In response to Amy Chua’s declaration of Chinese maternal superiority (now partially retracted), author Ayelet Waldman speaks up for Nerf-spined Western mothers:
Here are some of the things that my four children of a Jewish mother were always allowed to do:
• Quit the piano and the violin, especially if their defeatist attitude coincided with a recital, thus saving me from the torture of listening to other people’s precious children soldier through hackneyed pieces of the juvenile repertoire, plink after ever more unbearable plonk.
• Sleep over at their friends’ houses, especially on New Year’s Eve or our anniversary, thus saving us the cost of a babysitter.
• Play on the computer and surf the Internet, so long as they paid for their Neopet Usuki dolls and World of Warcraft abomination cleavers out of their own allowances.
• Participate in any extracurricular activity they wanted, so long as I was never required to drive farther than 10 minutes to get them there, or to sit on a field in a folding chair in anything but the balmiest weather for any longer than 60 minutes.
• Quit said extracurricular activities, especially if their quitting coincided with league finals that might have demanded participation on my part exceeding the requirements stated above.
Waldman admires Chua’s ability to pressure her children without guilt or regret. But her own mildly dyslexic child didn’t learn to read through maternal coercion.
For years I forced her to spell words in the bathtub with foam letters, to do worksheets, to memorize phonemes and take practice tests. My hectoring succeeded only in making her miserable.
Rosie insisted on trying a four-hour-a-day reading program that drilled in letters, sight words and phonics. It was exhausting.
We begged her to quit. Neither her father nor I could stand the sight of her misery, her despair, the pain, psychic and physical, she seemed far too young to bear.

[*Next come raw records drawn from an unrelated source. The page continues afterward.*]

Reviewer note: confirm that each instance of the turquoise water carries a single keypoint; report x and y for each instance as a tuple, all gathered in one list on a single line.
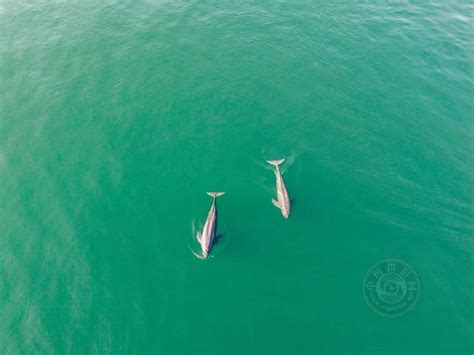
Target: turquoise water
[(117, 117)]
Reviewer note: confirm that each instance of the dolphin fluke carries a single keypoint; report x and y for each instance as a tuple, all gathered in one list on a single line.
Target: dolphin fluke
[(275, 162), (215, 194)]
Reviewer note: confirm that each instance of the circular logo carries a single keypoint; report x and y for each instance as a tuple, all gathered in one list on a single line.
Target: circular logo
[(391, 288)]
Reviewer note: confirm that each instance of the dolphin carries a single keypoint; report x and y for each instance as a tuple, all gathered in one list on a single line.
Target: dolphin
[(208, 233), (283, 201)]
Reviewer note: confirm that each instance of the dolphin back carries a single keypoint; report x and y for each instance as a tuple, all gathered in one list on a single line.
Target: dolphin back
[(215, 194), (275, 162)]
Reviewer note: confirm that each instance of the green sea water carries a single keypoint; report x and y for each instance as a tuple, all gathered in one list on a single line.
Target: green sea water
[(117, 116)]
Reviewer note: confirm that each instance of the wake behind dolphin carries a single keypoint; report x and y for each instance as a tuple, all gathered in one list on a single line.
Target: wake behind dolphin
[(283, 200), (206, 237)]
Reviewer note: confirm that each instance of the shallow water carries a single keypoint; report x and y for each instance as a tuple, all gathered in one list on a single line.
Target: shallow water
[(117, 117)]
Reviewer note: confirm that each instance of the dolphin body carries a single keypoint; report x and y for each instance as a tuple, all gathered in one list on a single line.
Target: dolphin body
[(283, 201), (208, 233)]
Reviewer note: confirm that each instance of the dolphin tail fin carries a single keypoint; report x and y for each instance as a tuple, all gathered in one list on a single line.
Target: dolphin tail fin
[(215, 194), (275, 162)]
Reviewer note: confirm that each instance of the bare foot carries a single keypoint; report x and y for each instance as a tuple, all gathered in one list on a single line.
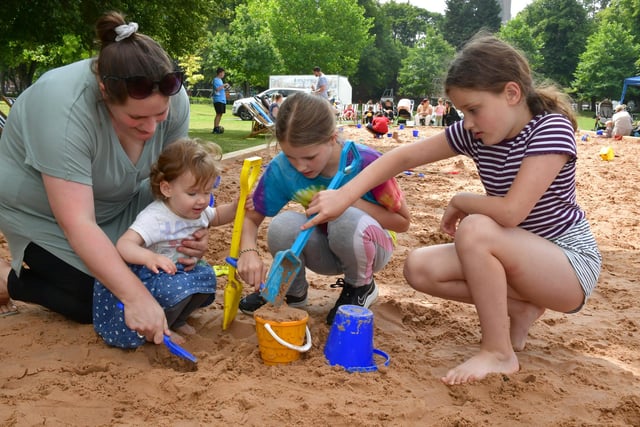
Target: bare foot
[(481, 365), (521, 317), (186, 329), (7, 307)]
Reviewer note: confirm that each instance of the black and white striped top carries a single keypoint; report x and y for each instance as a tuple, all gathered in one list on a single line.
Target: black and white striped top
[(557, 209)]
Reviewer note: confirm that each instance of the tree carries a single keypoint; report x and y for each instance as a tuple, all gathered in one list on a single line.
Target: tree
[(329, 33), (520, 35), (561, 27), (424, 68), (408, 22), (246, 50), (379, 62), (66, 31), (608, 59), (464, 18)]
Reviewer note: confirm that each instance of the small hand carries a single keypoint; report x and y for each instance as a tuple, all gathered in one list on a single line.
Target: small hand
[(194, 248), (326, 205), (159, 262)]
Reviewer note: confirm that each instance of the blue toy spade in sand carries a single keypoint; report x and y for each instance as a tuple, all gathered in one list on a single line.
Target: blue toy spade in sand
[(287, 264)]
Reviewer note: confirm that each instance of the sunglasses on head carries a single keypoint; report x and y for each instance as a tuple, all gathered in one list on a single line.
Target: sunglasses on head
[(140, 87)]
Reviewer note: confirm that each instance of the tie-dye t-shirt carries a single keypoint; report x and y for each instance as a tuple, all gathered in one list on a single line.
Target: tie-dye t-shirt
[(281, 183)]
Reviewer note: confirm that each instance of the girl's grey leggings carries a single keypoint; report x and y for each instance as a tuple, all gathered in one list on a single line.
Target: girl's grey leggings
[(354, 244)]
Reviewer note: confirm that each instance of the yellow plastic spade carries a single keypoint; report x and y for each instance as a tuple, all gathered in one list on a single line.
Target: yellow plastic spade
[(233, 290)]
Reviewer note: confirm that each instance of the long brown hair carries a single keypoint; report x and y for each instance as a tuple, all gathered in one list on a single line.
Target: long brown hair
[(136, 55), (487, 63), (305, 119)]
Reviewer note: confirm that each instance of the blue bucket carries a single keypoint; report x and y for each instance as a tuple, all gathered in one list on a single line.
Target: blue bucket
[(350, 341)]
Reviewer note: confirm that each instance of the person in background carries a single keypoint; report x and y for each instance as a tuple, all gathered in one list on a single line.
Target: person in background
[(182, 181), (424, 112), (321, 87), (450, 114), (438, 113), (369, 114), (356, 244), (73, 184), (622, 122), (379, 126), (219, 99), (525, 245), (275, 106)]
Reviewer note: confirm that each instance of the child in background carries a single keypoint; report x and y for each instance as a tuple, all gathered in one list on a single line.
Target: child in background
[(368, 116), (181, 180), (438, 113), (379, 126), (523, 247), (356, 244)]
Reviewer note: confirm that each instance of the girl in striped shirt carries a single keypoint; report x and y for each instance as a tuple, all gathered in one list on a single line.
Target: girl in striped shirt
[(522, 247)]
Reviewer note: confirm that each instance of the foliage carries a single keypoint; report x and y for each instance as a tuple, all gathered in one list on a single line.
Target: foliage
[(520, 35), (66, 31), (464, 18), (424, 67), (408, 22), (562, 28), (329, 33), (606, 62), (246, 50), (379, 63)]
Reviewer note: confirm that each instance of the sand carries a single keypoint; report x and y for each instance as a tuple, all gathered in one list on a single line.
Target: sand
[(576, 370)]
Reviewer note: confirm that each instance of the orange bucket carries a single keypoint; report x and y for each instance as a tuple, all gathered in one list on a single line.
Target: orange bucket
[(606, 153), (281, 333)]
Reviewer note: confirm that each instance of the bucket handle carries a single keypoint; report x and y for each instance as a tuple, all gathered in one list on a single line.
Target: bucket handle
[(300, 348)]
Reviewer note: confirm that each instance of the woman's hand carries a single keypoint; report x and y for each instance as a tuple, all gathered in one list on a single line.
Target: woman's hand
[(194, 248), (145, 316)]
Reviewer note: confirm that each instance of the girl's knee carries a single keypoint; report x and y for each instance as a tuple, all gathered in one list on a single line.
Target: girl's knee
[(475, 230), (415, 269)]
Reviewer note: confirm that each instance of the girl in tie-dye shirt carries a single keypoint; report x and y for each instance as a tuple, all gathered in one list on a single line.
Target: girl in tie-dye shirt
[(356, 245)]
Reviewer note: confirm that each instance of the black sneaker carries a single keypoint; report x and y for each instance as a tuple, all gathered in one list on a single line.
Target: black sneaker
[(254, 301), (363, 296)]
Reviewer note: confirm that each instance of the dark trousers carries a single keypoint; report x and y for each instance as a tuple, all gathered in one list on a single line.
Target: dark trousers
[(52, 283)]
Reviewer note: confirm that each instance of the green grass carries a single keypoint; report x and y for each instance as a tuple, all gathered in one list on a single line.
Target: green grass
[(236, 131)]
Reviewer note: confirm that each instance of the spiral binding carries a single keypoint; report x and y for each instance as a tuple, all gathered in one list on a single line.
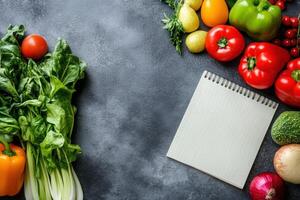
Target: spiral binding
[(239, 89)]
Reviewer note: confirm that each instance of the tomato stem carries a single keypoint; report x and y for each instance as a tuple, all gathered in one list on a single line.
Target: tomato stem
[(296, 75), (7, 151), (251, 61), (222, 43), (271, 194)]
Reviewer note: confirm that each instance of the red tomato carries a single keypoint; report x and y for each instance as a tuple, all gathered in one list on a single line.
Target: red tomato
[(294, 22), (34, 46), (293, 42), (224, 43), (286, 20), (277, 42), (286, 43), (294, 52), (290, 33), (280, 4)]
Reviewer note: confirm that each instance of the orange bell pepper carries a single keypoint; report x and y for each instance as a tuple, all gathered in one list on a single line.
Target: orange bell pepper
[(12, 168)]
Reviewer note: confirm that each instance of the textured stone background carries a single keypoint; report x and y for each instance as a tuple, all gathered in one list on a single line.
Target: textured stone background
[(136, 91)]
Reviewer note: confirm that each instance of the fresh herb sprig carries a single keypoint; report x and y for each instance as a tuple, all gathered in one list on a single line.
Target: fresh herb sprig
[(173, 25)]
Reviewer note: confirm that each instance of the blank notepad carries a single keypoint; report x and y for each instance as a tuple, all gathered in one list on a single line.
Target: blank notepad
[(222, 129)]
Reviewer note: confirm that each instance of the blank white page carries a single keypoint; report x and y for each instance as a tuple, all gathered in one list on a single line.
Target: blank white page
[(222, 129)]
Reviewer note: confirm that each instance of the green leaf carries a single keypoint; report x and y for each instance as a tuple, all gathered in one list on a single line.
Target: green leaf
[(62, 64), (52, 141)]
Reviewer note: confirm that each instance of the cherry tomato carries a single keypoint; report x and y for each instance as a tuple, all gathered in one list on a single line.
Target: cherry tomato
[(290, 34), (277, 42), (272, 2), (293, 42), (294, 22), (286, 20), (280, 4), (224, 43), (294, 52), (34, 46), (286, 43)]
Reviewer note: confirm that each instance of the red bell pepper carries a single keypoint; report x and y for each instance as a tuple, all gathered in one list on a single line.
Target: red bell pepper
[(224, 43), (261, 63), (287, 85)]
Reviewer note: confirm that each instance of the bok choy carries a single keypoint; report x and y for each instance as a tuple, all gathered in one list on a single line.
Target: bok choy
[(36, 107)]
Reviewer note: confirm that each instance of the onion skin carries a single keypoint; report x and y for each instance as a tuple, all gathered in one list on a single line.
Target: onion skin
[(287, 163), (267, 186)]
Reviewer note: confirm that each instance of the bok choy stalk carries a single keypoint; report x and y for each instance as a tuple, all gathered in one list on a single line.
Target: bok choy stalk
[(36, 106)]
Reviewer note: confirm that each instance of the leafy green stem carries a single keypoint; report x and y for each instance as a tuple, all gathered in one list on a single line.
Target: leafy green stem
[(173, 25)]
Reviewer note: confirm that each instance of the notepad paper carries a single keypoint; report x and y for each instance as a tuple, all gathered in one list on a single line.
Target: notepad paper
[(222, 129)]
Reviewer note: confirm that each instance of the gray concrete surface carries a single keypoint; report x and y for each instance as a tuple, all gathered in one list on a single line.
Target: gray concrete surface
[(131, 103)]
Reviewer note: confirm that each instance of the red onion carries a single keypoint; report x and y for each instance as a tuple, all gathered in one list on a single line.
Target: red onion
[(267, 186)]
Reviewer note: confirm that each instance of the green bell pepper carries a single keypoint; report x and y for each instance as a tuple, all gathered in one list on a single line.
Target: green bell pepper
[(258, 18)]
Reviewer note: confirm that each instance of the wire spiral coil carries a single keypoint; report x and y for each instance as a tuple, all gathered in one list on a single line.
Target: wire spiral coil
[(239, 89)]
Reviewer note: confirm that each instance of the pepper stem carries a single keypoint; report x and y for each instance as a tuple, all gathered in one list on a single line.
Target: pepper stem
[(7, 151), (222, 43), (251, 61), (270, 194), (296, 75)]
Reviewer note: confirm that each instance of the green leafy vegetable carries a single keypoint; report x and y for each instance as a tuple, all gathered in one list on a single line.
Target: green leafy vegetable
[(36, 106), (173, 25)]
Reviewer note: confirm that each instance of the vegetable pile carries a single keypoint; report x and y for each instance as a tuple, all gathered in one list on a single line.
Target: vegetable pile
[(36, 111), (270, 61)]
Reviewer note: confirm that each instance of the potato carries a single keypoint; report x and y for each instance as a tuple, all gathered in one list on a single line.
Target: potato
[(195, 41), (195, 4), (287, 163), (189, 18)]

But every day she refused.
. . . At the end of a grim and brutal month, Rosie learned to read.
She came out of the ordeal with confidence in her strength and tenacity. Her parents were “stunned with pride.” It was Rosie’s victory, not theirs.
Roaring like a tiger works for some children, but others need a different sort of tiger mom, Waldman writes.
There’s an inherent flaw in the insanely perfect parenting styles of the educated classes: You drive yourself crazy or you drive your kids crazy. Or both. It’s not worth it.
Update: In a letter to the New York Post, Sophia Chua-Rubenfeld, the elder cub, writes about growing up with a tiger mom.
Everybody’s talking about the birthday cards we once made for you, which you rejected because they weren’t good enough. Funny how some people are convinced that Lulu and I are scarred for life. Maybe if I had poured my heart into it, I would have been upset. But let’s face it: The card was feeble, and I was busted. It took me 30 seconds; I didn’t even sharpen the pencil. That’s why, when you rejected it, I didn’t feel you were rejecting me. If I actually tried my best at something, you’d never throw it back in my face.
For Sophia, living life to the fullest is “about knowing that you’ve pushed yourself, body and mind, to the limits of your own potential,” she writes. Her mother taught her to go all out.